Francisco Carballo-Cruz, professor de Economia da
Universidade do Minho, entende que “ dinâmica do mercado irá dificultar a
implementação de políticas públicas que limitem os efeitos indesejados”. Em
termos de quantidade da oferta, entende que “as políticas de restrição da
expansão do alojamento local ou de reserva de oferta para residentes podem
resolver parte do problema, mas irão provocar distorções no mercado” e, neste
domínio, considera que “seria mais adequado expandir localmente a oferta de
habitação de promoção ou com regulação pública para determinados grupos de
residentes e/ou incentivar a descentralização da oferta de alojamento local”.
O objectivo final, esse, deve ser o de procurar uma harmonia
entre residentes de longo e curto prazo, entre locais e visitantes. Com isso,
evitar riscos como o identificado por Sónia Alves, com centros históricos mais
bonitos, “mas possivelmente mais desinteressantes, sem a sua população original
e sem as actividades que lhe davam um cunho distintivo”. Francisco
Carballo-Cruz acredita que o processo de reabilitação de propriedades
continuará nos próximos anos, e que os efeitos positivos “ver-se-ão
contrabalançados por efeitos negativos de carácter económico, nomeadamente o
aumento significativo das rendas, e social, designadamente a expulsão de
residentes, especialmente dos mais vulneráveis”.

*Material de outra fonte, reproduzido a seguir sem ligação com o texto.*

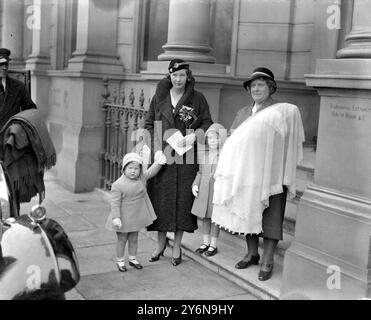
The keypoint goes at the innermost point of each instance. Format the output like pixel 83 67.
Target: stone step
pixel 304 176
pixel 231 248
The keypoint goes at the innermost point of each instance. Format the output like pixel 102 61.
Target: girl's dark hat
pixel 177 64
pixel 260 72
pixel 4 55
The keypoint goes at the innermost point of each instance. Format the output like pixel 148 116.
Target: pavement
pixel 83 215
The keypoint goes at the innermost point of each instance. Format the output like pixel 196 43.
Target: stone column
pixel 359 38
pixel 12 31
pixel 96 44
pixel 329 257
pixel 39 22
pixel 82 130
pixel 188 32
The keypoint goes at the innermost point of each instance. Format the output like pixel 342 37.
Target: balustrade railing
pixel 121 121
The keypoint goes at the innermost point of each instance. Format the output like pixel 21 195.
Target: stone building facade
pixel 70 45
pixel 319 51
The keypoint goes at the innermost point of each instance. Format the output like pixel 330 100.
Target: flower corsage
pixel 187 115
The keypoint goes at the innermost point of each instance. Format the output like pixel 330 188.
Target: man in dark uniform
pixel 14 96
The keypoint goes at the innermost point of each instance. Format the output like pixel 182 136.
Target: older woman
pixel 176 107
pixel 256 168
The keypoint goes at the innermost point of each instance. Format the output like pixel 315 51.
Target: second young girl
pixel 131 208
pixel 203 188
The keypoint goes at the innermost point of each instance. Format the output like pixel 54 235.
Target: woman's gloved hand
pixel 188 140
pixel 160 157
pixel 117 222
pixel 195 190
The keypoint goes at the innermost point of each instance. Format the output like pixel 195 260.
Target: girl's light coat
pixel 130 202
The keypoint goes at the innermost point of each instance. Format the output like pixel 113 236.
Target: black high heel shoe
pixel 265 274
pixel 176 261
pixel 154 258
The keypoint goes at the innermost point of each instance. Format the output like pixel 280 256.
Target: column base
pixel 329 258
pixel 38 62
pixel 355 52
pixel 17 64
pixel 95 62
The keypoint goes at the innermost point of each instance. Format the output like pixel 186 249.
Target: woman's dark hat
pixel 260 72
pixel 4 55
pixel 177 64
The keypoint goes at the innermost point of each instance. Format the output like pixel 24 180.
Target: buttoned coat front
pixel 171 189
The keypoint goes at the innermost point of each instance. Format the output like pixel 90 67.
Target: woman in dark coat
pixel 176 106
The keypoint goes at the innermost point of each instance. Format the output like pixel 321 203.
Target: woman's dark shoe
pixel 121 266
pixel 176 261
pixel 202 249
pixel 211 251
pixel 243 264
pixel 154 258
pixel 135 264
pixel 265 271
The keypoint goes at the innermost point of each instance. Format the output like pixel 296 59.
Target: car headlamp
pixel 38 213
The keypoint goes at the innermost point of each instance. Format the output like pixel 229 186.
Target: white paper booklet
pixel 173 141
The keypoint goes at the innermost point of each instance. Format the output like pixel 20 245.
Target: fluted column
pixel 188 31
pixel 359 38
pixel 96 44
pixel 40 26
pixel 12 30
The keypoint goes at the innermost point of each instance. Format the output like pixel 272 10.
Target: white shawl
pixel 258 158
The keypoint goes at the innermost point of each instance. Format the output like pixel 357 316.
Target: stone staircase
pixel 231 248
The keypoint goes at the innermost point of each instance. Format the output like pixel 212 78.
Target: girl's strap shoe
pixel 134 263
pixel 121 266
pixel 202 248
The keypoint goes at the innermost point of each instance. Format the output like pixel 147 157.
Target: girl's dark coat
pixel 171 189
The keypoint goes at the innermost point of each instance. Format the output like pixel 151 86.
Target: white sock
pixel 206 238
pixel 213 242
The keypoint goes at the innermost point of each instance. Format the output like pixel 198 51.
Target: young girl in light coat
pixel 131 208
pixel 203 188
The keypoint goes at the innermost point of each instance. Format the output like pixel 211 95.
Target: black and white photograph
pixel 185 155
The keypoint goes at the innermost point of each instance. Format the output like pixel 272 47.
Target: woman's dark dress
pixel 171 189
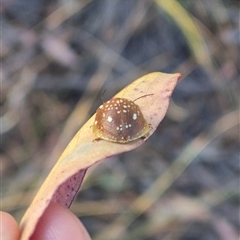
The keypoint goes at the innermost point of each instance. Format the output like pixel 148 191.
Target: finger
pixel 9 229
pixel 59 223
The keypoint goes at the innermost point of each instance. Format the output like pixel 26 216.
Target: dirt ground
pixel 60 55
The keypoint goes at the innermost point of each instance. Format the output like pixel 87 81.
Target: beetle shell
pixel 120 120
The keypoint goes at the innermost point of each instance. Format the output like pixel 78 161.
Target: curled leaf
pixel 64 181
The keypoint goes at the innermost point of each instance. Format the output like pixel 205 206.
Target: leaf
pixel 64 181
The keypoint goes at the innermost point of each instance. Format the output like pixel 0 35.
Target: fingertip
pixel 59 223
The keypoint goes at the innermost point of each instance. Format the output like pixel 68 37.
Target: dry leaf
pixel 66 177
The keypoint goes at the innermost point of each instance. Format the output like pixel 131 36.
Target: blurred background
pixel 58 56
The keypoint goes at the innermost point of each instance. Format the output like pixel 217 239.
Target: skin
pixel 57 222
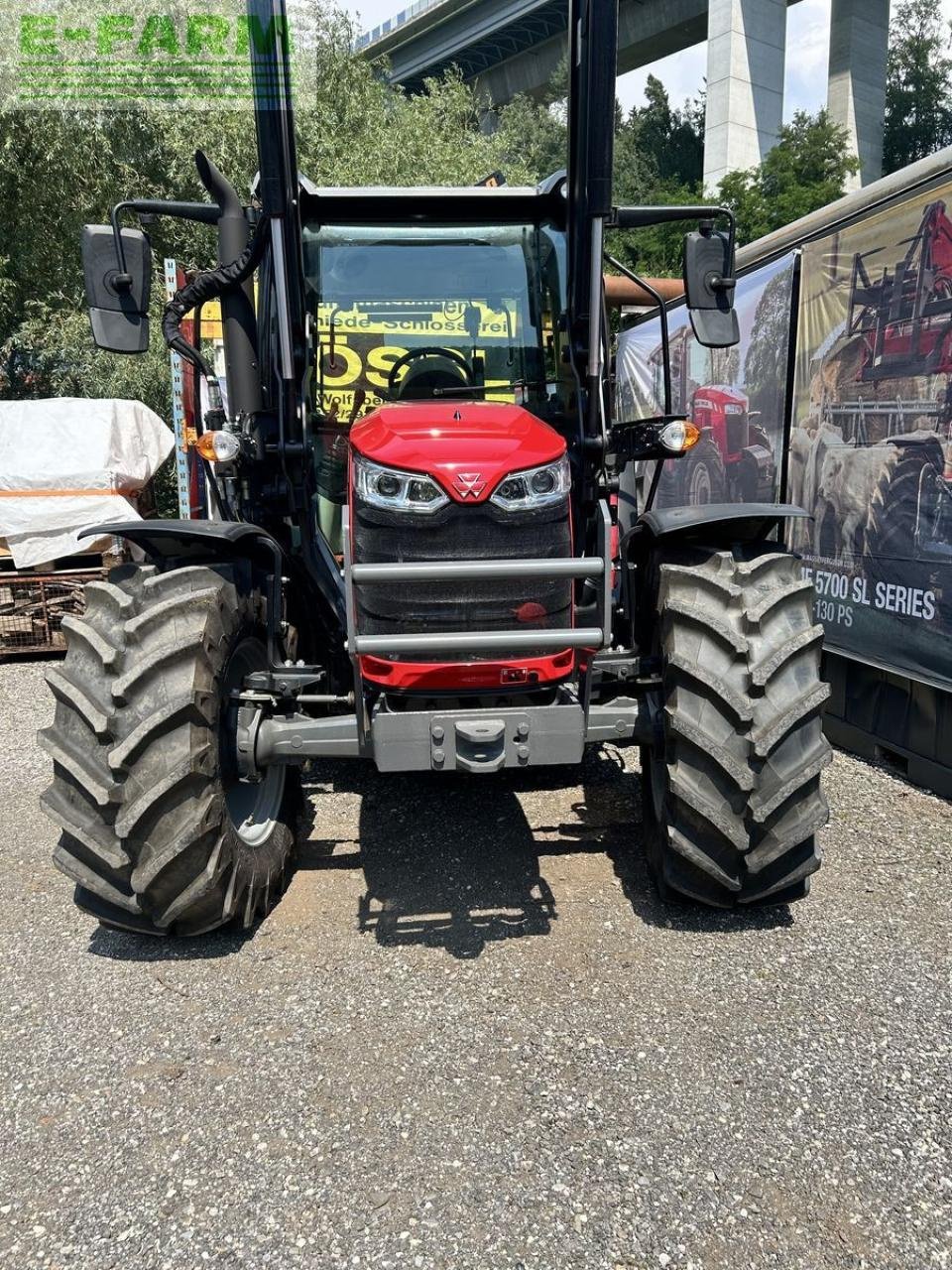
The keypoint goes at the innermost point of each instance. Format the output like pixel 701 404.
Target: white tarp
pixel 64 465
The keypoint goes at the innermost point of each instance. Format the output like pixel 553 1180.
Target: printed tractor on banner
pixel 875 454
pixel 734 460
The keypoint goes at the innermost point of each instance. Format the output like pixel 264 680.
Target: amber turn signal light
pixel 218 447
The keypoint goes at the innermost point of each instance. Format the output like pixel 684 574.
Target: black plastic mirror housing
pixel 708 286
pixel 118 302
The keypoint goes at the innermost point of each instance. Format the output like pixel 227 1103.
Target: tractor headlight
pixel 395 490
pixel 538 486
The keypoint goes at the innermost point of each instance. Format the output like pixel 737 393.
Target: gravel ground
pixel 470 1037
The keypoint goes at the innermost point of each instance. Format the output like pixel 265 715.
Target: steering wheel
pixel 429 350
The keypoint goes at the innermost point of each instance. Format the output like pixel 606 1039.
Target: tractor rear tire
pixel 159 833
pixel 731 785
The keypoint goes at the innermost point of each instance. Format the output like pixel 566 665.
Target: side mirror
pixel 117 293
pixel 708 286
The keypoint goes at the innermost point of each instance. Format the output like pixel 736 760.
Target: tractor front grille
pixel 458 532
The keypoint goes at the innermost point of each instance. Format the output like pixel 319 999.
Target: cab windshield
pixel 434 314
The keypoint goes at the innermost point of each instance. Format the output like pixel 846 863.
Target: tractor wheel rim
pixel 253 808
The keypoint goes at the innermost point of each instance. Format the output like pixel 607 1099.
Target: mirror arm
pixel 206 213
pixel 642 217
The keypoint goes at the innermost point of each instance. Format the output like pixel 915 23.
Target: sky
pixel 683 73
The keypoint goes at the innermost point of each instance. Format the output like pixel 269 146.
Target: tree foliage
pixel 918 85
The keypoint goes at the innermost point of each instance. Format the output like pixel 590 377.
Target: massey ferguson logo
pixel 468 484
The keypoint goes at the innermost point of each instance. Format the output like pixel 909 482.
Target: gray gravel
pixel 471 1038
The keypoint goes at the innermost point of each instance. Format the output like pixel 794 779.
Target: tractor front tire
pixel 731 785
pixel 159 833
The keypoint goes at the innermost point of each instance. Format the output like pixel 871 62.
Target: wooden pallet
pixel 33 604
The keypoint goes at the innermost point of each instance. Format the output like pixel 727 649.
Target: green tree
pixel 671 140
pixel 918 85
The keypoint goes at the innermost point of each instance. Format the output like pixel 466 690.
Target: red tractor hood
pixel 468 447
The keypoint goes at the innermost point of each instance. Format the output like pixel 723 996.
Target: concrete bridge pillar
pixel 746 59
pixel 857 89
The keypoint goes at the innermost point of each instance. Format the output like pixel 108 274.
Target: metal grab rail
pixel 454 571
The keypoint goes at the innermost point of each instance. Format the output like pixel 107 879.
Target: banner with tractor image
pixel 870 453
pixel 737 397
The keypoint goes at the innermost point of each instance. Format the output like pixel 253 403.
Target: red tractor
pixel 734 460
pixel 502 599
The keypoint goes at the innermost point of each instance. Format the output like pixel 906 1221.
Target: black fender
pixel 716 524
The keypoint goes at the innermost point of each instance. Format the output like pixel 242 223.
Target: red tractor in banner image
pixel 905 317
pixel 734 460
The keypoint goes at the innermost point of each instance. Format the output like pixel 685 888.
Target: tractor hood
pixel 467 447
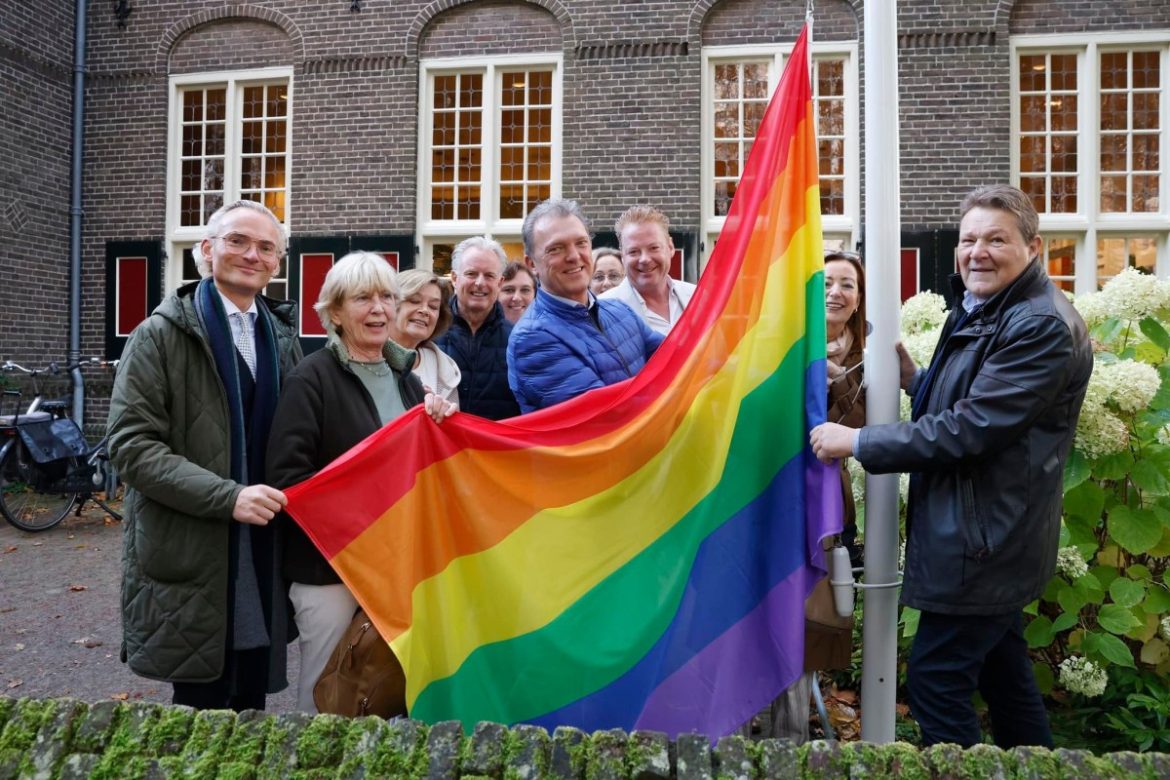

O grande desafio, diz Ana Mendes Godinho, é a gestão
inteligente dos territórios, e “desenvolver, cada vez mais, projectos e
infra-estruturas a pensar nas pessoas” que usufruem os territórios. Um exemplo
é da gestão dos transportes públicos, que tem de ser feita tendo em conta
residentes e visitantes e minimizar tensões de carga. Para esta responsável, é
preciso “que o turismo seja incorporado na cidade como uma parte dela própria”,
enquanto factor positivo, nomeadamente com novas centralidades (como o Beato e
a Ajuda, em Lisboa) e menos concentrações.
“Há tensões e desafios que a gestão articulada das várias
necessidades nas cidades coloca”, destaca a responsável da AHP, Cristina Siza
Vieira, afirmando que deve ser encontrado “um modelo que permita monitorizar o
volume de turistas versus capacidade de alojamento vs capacidade de habitação
vs capacidade das infra-estruturas, designadamente de transporte,
aeroportuária, segurança e higiene urbana”. E que a expectativa é a de que
Porto e Lisboa continuem “a ter a capacidade de atracção de turistas,
visitantes e residentes que hoje têm”.